I AM not sure that I can explain to you the state of mind in which Dorothy opened her eyes to the world on Monday morning. Unless you have had a like experience you will not understand it. She had always been a repressed rather than an indifferent girl. Under the apparently apathetic exterior there had boiled a perfect volcano of unsettled longing. She had not known what she wanted; she had not felt the least hope of ever discovering how her thoughts had taken new shape; she was in another world; she was another person; old things had passed away; all things had become new. She stood before her bit of mirror, and tried to arrange her heavy braids of hair as Louise wore hers; and, meantime, she was in a very eager, very unsettled state of mind. What was she to do? Where commence? The bare walls of her uninviting little room had always seemed to shut her in, and she had always hated them. Now it seemed to her that she had a right to get away from them—get outside, somewhere, and do something. How was it all to be accomplished? She looked with disdain upon her life; she felt her years, thus far, to have been wasted ones. Now she was ready to make a fresh start, only she could not imagine which stop to take first. You see her danger. Many a young life has shipwrecked its usefulness on just such rocks.

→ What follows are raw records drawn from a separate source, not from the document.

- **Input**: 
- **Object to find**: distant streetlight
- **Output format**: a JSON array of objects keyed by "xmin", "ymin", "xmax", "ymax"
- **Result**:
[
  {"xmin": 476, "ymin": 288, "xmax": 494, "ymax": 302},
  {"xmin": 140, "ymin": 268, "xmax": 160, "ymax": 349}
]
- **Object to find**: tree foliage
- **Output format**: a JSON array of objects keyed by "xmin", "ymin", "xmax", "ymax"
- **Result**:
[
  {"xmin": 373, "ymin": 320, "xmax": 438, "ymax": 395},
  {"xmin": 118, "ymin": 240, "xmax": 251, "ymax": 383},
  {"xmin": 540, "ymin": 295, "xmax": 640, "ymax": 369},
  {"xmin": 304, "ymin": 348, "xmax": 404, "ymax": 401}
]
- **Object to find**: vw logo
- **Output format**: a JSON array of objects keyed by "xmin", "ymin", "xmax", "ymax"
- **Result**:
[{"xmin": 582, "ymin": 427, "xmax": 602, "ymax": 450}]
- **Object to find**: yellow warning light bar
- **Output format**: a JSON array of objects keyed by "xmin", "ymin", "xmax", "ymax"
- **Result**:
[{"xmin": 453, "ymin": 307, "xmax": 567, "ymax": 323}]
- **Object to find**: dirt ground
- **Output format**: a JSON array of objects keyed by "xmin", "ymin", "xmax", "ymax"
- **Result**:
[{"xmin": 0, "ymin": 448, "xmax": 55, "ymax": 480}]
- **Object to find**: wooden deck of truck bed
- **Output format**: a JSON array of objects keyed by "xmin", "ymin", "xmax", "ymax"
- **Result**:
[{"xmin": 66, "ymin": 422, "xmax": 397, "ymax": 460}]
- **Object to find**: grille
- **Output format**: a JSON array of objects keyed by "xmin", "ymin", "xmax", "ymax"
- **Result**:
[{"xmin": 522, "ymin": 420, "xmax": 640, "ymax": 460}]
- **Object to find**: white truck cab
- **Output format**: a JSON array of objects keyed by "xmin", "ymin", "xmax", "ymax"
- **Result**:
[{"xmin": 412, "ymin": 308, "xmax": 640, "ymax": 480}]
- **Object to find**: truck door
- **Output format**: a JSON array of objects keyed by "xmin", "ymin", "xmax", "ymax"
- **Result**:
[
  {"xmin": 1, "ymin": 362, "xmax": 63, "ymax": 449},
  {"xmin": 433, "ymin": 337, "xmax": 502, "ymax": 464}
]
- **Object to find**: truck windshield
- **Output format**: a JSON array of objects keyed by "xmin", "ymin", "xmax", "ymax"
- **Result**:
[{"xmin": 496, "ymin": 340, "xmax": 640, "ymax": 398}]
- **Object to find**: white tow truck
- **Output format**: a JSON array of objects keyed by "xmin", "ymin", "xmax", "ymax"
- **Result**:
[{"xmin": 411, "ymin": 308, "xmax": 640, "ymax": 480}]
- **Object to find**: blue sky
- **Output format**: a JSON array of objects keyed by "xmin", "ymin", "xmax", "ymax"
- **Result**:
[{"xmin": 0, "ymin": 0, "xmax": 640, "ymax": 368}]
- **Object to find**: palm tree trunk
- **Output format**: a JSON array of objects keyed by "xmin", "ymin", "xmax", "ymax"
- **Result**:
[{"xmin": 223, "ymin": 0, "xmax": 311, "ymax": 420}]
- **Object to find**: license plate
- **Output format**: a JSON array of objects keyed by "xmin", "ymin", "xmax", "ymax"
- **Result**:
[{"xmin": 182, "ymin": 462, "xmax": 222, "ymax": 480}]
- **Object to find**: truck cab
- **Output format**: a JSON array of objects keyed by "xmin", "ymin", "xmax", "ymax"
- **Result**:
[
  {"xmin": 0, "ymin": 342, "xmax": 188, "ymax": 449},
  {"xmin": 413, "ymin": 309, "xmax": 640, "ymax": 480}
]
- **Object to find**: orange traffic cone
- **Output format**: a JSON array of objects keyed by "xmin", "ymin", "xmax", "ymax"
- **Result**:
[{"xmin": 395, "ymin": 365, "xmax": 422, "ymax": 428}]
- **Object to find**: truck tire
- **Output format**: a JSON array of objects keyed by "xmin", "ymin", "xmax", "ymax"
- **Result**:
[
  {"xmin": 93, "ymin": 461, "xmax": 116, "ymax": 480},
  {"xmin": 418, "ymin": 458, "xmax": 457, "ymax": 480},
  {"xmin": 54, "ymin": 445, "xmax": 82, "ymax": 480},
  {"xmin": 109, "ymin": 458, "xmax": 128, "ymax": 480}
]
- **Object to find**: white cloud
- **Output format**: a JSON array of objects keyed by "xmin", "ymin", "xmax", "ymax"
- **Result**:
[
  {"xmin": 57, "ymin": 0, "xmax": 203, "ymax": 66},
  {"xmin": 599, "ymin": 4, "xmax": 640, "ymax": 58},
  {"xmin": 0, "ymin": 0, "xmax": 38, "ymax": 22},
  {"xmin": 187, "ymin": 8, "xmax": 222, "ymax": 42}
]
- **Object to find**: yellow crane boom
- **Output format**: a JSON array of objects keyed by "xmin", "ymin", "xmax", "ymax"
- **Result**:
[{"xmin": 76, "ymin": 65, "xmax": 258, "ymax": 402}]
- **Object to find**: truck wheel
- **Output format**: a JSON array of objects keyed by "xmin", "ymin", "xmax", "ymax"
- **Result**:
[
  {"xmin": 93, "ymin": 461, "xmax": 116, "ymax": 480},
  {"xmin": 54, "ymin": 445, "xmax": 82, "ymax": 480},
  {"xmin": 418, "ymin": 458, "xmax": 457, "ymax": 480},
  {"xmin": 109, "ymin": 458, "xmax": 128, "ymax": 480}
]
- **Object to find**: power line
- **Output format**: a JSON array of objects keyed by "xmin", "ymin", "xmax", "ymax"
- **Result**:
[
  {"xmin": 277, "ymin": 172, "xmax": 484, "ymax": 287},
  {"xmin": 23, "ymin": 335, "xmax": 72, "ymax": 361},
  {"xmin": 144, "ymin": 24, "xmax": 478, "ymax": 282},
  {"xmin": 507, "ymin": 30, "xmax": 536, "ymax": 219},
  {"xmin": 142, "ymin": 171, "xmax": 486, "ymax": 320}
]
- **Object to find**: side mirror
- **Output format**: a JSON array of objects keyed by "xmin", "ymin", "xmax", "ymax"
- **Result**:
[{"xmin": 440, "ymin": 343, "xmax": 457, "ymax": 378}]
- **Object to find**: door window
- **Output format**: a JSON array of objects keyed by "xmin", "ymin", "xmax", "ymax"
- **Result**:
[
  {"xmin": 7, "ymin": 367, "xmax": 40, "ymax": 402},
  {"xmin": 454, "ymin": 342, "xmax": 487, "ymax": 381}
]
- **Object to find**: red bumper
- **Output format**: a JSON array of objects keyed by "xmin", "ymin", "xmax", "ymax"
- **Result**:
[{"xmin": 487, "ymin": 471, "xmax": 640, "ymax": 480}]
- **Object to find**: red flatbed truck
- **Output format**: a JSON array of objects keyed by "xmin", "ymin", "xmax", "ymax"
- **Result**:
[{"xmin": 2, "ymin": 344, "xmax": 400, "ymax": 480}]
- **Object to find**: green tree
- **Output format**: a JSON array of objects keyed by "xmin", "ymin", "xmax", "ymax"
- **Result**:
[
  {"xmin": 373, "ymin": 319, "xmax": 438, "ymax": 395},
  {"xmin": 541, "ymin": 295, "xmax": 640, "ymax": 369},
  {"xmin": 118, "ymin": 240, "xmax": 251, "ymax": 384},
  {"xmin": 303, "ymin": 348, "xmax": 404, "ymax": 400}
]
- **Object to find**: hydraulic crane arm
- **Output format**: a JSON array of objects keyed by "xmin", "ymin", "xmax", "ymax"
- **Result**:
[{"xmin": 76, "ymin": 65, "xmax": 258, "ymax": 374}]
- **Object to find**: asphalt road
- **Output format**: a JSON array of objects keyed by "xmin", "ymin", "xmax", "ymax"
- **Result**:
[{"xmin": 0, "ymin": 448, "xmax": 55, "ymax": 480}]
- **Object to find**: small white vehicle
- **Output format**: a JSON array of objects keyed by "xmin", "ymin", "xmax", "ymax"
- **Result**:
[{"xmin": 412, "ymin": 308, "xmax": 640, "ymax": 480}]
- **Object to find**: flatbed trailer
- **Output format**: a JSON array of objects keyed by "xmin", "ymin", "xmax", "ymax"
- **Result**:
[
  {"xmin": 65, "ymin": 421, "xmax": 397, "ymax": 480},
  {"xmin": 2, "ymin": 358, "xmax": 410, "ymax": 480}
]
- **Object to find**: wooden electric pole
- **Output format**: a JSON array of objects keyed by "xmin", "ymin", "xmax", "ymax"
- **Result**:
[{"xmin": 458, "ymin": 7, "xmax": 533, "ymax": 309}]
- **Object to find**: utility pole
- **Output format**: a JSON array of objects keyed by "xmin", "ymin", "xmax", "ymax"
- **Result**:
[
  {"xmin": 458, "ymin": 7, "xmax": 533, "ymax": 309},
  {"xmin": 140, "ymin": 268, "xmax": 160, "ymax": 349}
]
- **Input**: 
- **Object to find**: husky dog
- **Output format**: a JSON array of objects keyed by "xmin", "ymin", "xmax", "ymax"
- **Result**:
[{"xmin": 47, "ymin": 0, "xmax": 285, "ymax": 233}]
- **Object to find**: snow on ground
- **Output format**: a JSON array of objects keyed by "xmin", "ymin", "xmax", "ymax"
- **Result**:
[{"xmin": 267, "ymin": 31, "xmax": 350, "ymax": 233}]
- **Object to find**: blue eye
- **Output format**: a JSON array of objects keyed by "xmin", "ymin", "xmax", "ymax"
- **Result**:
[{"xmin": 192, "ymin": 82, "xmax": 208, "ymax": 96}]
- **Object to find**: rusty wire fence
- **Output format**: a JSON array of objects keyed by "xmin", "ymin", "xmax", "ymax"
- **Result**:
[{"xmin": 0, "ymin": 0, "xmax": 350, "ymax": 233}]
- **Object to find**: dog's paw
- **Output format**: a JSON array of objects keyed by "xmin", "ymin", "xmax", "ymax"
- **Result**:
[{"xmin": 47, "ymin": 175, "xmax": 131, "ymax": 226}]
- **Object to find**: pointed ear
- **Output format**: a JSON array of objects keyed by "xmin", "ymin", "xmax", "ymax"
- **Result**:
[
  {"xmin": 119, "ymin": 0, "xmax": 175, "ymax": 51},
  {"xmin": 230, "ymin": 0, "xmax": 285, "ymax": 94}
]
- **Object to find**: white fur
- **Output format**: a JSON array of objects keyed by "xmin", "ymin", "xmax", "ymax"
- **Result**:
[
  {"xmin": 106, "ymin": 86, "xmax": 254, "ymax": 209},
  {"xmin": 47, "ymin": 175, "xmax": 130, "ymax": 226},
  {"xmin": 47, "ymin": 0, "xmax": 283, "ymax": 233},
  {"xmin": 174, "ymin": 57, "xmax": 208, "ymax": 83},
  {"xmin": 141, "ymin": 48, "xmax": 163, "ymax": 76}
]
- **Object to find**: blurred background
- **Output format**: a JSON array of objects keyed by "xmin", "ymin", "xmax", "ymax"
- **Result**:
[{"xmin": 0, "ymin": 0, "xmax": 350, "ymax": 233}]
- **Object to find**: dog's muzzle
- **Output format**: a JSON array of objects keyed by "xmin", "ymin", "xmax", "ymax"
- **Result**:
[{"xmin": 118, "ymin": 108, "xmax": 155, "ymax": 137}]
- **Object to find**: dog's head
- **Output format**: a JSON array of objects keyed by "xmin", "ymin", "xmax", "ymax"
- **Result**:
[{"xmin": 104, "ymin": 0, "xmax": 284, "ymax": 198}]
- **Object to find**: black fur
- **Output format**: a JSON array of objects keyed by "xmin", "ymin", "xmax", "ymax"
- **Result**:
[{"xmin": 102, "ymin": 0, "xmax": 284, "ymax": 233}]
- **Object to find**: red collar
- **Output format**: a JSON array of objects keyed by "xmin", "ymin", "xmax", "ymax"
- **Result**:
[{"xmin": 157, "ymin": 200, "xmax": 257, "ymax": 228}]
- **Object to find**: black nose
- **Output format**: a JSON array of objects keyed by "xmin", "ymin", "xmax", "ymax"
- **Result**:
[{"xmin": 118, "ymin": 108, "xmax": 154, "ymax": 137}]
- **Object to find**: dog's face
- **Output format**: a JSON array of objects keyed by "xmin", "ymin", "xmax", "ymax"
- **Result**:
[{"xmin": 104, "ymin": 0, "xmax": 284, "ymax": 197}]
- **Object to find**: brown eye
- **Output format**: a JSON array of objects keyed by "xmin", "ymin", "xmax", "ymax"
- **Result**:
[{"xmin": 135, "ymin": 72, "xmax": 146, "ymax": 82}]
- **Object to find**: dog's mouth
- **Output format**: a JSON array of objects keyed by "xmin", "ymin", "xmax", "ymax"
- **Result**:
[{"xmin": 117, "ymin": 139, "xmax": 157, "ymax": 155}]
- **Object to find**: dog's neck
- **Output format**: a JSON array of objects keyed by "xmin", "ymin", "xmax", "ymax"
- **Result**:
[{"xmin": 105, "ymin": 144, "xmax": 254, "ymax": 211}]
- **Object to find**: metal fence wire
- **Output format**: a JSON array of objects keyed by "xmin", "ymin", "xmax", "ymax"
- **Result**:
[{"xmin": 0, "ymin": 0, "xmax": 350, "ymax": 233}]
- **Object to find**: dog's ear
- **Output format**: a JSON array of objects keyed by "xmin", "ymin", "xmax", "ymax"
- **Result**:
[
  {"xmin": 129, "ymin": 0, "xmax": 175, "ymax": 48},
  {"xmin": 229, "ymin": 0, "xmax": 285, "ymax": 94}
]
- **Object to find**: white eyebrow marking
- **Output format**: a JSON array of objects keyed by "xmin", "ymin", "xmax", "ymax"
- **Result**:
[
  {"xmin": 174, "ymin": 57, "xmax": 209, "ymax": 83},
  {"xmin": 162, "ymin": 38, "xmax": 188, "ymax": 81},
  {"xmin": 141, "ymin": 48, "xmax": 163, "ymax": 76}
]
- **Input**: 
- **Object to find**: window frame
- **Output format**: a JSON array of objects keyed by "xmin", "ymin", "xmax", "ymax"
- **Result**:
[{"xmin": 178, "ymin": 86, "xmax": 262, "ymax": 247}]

She threw down the covering of her bed, opened the window to let in the crisp winter morning, smelled of the frosty, sunlighted air, and looked abroad over her little world, shut in by hills and far-stretching meadows and home-like farms, and wondered just what she should do; and the sense of longing to get away from all this, whore there seemed nothing to do, was the strongest feeling that possessed her, unless the determination to accomplish it was a shade stronger.

She stepped out into the narrow little hall, and came face to face with Louise, who was fresh and smiling in a fresh calico and ruffles.

"Louise," said Dorothy, a whole world of repressed eagerness in her voice, "what am I going to do?"

"Ever so many things, I hope, dear," was Louise's prompt and cheery reply, and she emphasized it with a kiss.

"Yes," said Dorothy, with shining eyes, "I mean to, oh, I mean to; but—I don't know where to commence. What is there to do?—I mean for a beginning—and how shall I get to the first thing?"